Kapımın açılmasıyla, başımı çevirip gelen kişiye baktım. Gelen kişi doktordu ama çok ümitsiz görünüyordu, acaba benim için mi ümitsizliğe kapılmıştı? Gözleri beni bulunca fal taşı misali açıldı.

"Uyanmışsın!"diye heyecanla konuşmaya başlayınca gülerek başımı salladım.

"Pardon ama ne zamandan beri bu kadar yakın olduk?" dediğimde adam önce afalladı.

"Anlamadım?" dediğinde, bende kendimi yanlış ifade ettiğim için utançtan yerin bin kat dibine girdim.

" 'Siz' demiyorsunuz, bana 'sen' diye hitap ediyorsunuz. Ne ara bu kadar yakın olduk diyorum?" dediğimde acı içinde gülümsedi.

"Siz komadaydınız o zamanlar tabii, ben hep sizinle konuşuyordum ama sizin bundan hiçbir zaman haberiniz olmadı." dediğinde, onunda acı verici bir hikâyesi olduğunu düşündüm.

"Sizin hikâyeniz nedir peki, anlatmak ister misiniz? Eğer anlatmak isterseniz, sizi her zaman dinlerim." dediğimde, yüzünde buruk bir gülümseme oldu ve başını iki yana salladı.

"Kim gerçekleri duymak ister ki? Eğer ki sen gerçekleri duymak istiyorsan, sana her şeyi anlatabilirim." dediğinde önce afalladım.

"Neyi anlatacaksın?" dediğimde güldü.

"Berk, senden vazgeçti." dediğinde duraksadım, afalladım, ne düşüneceğimi ve ne yapmam gerektiğini bilmiyordum.

Bir güneş vardı, insana hayat veriyordu. Güneş battı ve Ay çıktı gökyüzüne, Ay gökyüzünde yerini aldı. Benim günlerim teker teker battı, bir daha doğmamaya and içti...

Hayır, Berk beni bırakıp gitmiş olamazdı çünkü ben, onun her şeyiydim.

"Hayır öyle bir şey yok!" diye haykırdım adamın yüzüne. Adam ise çok sakin bir şekilde başını sallayarak güldü.

"Var." dediğinde mümkünmüş gibi daha çok sinirlendim.

"Ben, seni öldürmeden, sen kendini camdan aşağıya atsan ha ne dersin?" diye sinirle konuştuğumda, gülüşü yüzünde soldu.
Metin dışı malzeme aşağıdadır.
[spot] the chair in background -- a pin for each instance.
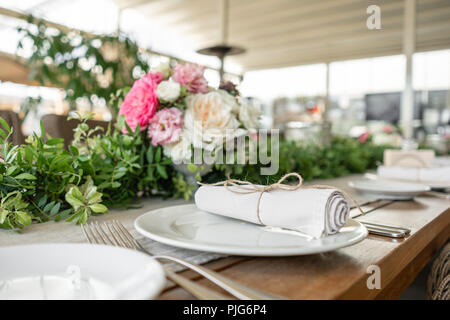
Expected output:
(57, 126)
(13, 120)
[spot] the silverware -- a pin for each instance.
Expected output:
(97, 235)
(121, 237)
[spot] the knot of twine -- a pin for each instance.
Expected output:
(246, 187)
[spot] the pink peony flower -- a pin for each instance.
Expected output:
(141, 102)
(165, 126)
(191, 76)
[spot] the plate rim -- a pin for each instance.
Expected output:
(237, 252)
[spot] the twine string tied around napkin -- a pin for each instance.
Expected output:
(246, 187)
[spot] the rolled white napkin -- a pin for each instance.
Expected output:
(430, 175)
(315, 212)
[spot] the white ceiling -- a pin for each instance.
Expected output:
(279, 33)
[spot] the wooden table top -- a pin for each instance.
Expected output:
(341, 274)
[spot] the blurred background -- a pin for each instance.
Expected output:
(315, 68)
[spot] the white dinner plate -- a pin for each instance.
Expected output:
(78, 271)
(188, 227)
(389, 190)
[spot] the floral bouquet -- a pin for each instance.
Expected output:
(180, 112)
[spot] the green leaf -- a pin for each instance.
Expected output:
(158, 155)
(42, 201)
(192, 167)
(49, 206)
(11, 170)
(5, 124)
(55, 209)
(150, 154)
(162, 171)
(74, 198)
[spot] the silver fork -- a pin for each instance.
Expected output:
(120, 236)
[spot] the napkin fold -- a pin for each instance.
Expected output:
(315, 212)
(424, 175)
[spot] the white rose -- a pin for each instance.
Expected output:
(210, 121)
(249, 115)
(179, 151)
(164, 69)
(168, 91)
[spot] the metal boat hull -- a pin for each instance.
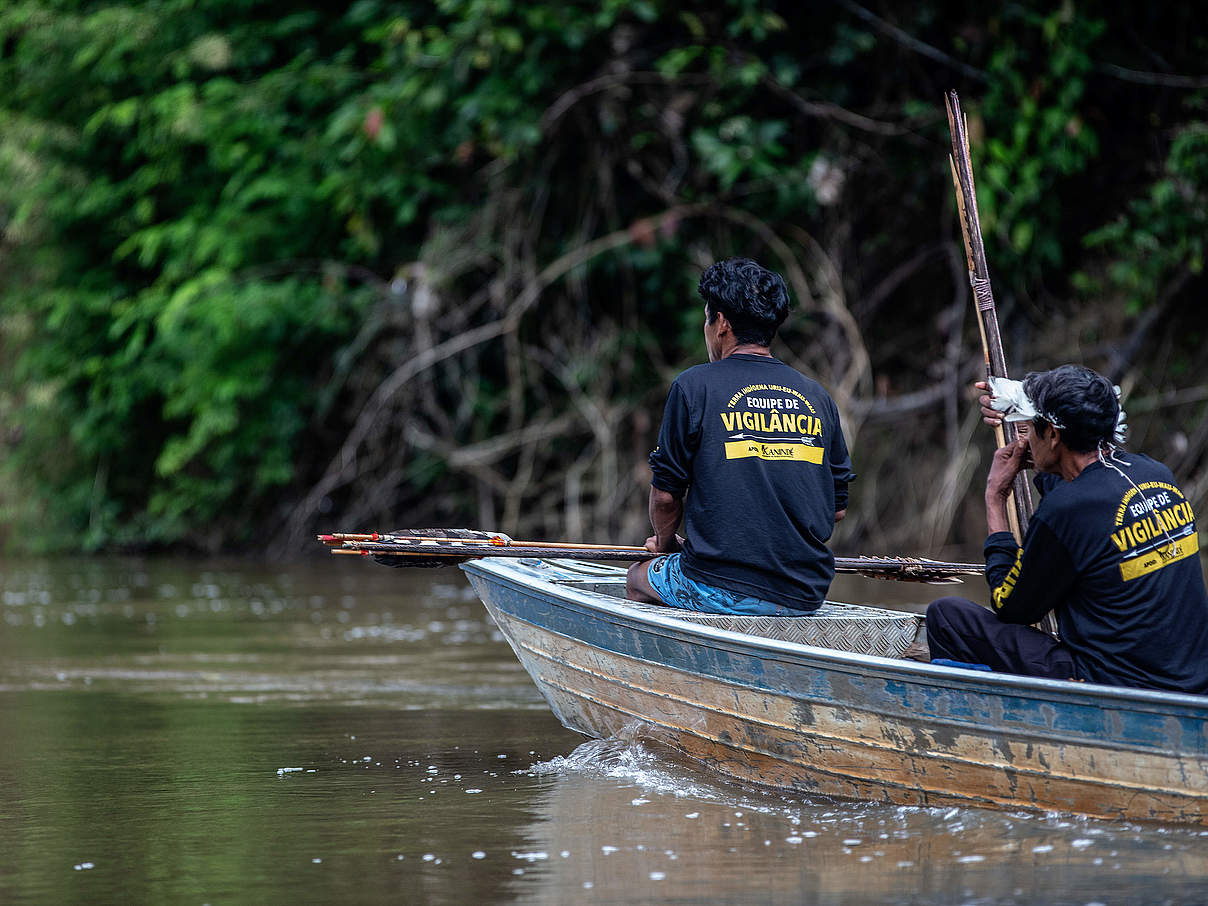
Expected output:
(822, 721)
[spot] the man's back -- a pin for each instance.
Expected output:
(760, 449)
(1137, 613)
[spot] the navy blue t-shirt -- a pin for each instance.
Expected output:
(759, 451)
(1120, 570)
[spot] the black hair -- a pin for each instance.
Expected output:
(754, 300)
(1081, 404)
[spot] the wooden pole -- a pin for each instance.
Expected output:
(1018, 505)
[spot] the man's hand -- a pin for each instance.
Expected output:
(989, 416)
(1008, 463)
(994, 419)
(673, 546)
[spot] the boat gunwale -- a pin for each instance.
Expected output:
(515, 574)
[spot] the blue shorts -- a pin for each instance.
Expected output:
(678, 591)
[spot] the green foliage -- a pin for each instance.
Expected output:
(224, 225)
(1159, 243)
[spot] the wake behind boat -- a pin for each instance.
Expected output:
(824, 704)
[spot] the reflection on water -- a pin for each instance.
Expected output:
(205, 732)
(626, 817)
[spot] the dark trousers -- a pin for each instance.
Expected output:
(959, 629)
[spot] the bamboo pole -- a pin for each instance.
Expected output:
(1018, 505)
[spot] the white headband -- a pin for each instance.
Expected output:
(1012, 401)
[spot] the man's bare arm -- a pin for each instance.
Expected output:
(666, 512)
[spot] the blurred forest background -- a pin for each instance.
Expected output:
(268, 268)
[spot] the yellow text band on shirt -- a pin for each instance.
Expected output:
(1153, 561)
(772, 452)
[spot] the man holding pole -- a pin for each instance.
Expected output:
(753, 453)
(1111, 549)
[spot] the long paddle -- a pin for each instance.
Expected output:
(1020, 507)
(436, 547)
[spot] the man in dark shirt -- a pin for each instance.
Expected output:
(753, 453)
(1111, 549)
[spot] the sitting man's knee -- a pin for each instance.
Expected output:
(945, 611)
(637, 584)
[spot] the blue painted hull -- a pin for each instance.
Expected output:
(823, 721)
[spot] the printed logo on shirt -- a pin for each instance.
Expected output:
(1160, 529)
(773, 423)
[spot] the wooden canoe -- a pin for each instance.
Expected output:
(779, 702)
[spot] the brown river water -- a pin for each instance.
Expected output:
(210, 732)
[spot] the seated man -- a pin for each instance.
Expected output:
(759, 453)
(1111, 550)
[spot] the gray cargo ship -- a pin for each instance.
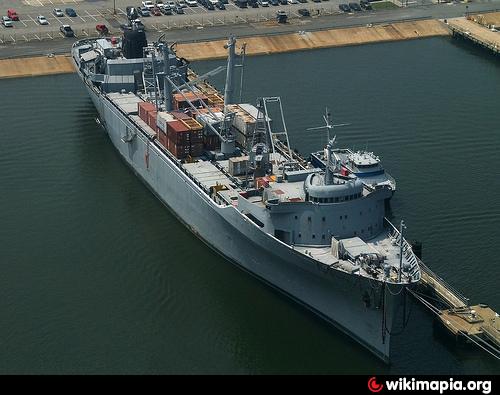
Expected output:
(226, 170)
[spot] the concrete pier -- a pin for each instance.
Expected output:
(35, 66)
(258, 45)
(479, 29)
(269, 44)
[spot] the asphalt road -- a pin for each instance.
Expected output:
(198, 33)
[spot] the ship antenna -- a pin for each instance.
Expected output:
(402, 226)
(328, 125)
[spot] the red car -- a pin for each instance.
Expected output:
(103, 29)
(12, 14)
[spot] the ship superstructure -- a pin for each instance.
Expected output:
(316, 233)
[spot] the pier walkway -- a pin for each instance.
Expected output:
(471, 29)
(477, 324)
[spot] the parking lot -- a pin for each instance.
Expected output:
(113, 14)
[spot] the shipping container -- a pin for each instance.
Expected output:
(180, 102)
(238, 165)
(152, 120)
(196, 149)
(144, 108)
(178, 132)
(162, 118)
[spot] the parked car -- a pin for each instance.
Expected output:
(143, 11)
(102, 29)
(42, 20)
(355, 7)
(7, 22)
(12, 14)
(167, 10)
(147, 4)
(138, 24)
(281, 16)
(70, 12)
(67, 31)
(57, 12)
(365, 5)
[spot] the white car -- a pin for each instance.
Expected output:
(148, 4)
(42, 20)
(57, 12)
(6, 21)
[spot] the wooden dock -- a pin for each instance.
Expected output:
(477, 324)
(471, 29)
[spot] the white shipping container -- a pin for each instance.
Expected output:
(162, 118)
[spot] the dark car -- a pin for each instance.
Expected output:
(354, 7)
(281, 16)
(70, 12)
(365, 5)
(167, 10)
(102, 29)
(67, 31)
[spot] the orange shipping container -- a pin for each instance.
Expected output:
(144, 108)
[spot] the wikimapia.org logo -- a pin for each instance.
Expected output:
(404, 384)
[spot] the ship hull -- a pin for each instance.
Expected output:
(362, 308)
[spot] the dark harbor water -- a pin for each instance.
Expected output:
(97, 276)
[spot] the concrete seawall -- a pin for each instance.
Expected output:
(35, 66)
(264, 45)
(258, 45)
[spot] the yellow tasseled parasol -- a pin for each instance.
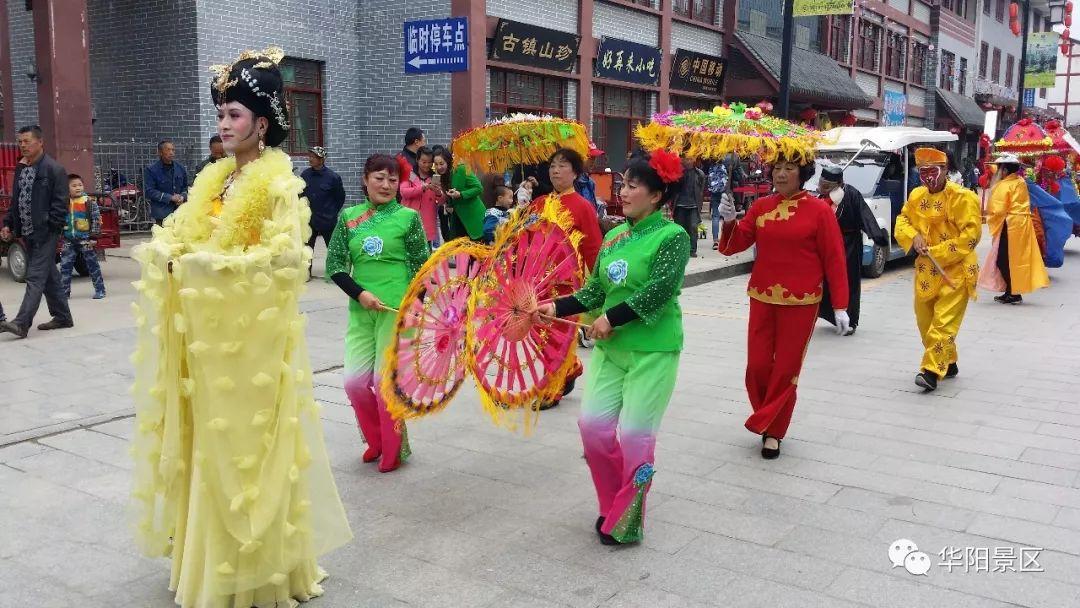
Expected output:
(712, 135)
(517, 139)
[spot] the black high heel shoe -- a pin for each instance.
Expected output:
(770, 454)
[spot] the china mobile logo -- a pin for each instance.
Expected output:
(904, 553)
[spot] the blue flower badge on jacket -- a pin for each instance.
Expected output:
(618, 270)
(373, 246)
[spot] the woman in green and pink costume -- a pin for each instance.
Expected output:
(376, 250)
(636, 281)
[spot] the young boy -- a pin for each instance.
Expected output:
(498, 214)
(83, 224)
"Biliyor musun? Kızımda ölmemi istiyordu." dedikten bir süre sonra duraksadı ve birden bire kahkaha attı. "İşin garip yanı ise, en sonunda o öldü." dediğinde kahkaha atmayı bırakmıştı. Bu adam tam bir psikopattı.

"Sen tam bir psikopatsın!" diye yüzüne haykırdığımda üzerime yürümeye başladı.

"Gelme sakın!" diye uyardığımda kahverengi gözlerinden alev çıkıyordu resmen.

"Seni şimdi öldürsem, kimin ruhu duyar ki?" dediğinde yattığım yerin yanına oturdu ve bana yaklaşmaya başladı.

"Gelme üzerime katil!" diye, yüzüne bağırdığımda olduğu yerde durdu, önce afalladı sonrada kendini silkeledi.

"Ne katili?" diye sorduğunda, bende saçmaladığımın farkına o zaman vardım.

"Sanırım çok fazla sosyal medyada dolaşıyorum." dedikten sonra pişmiş kelle gibi sırıttım.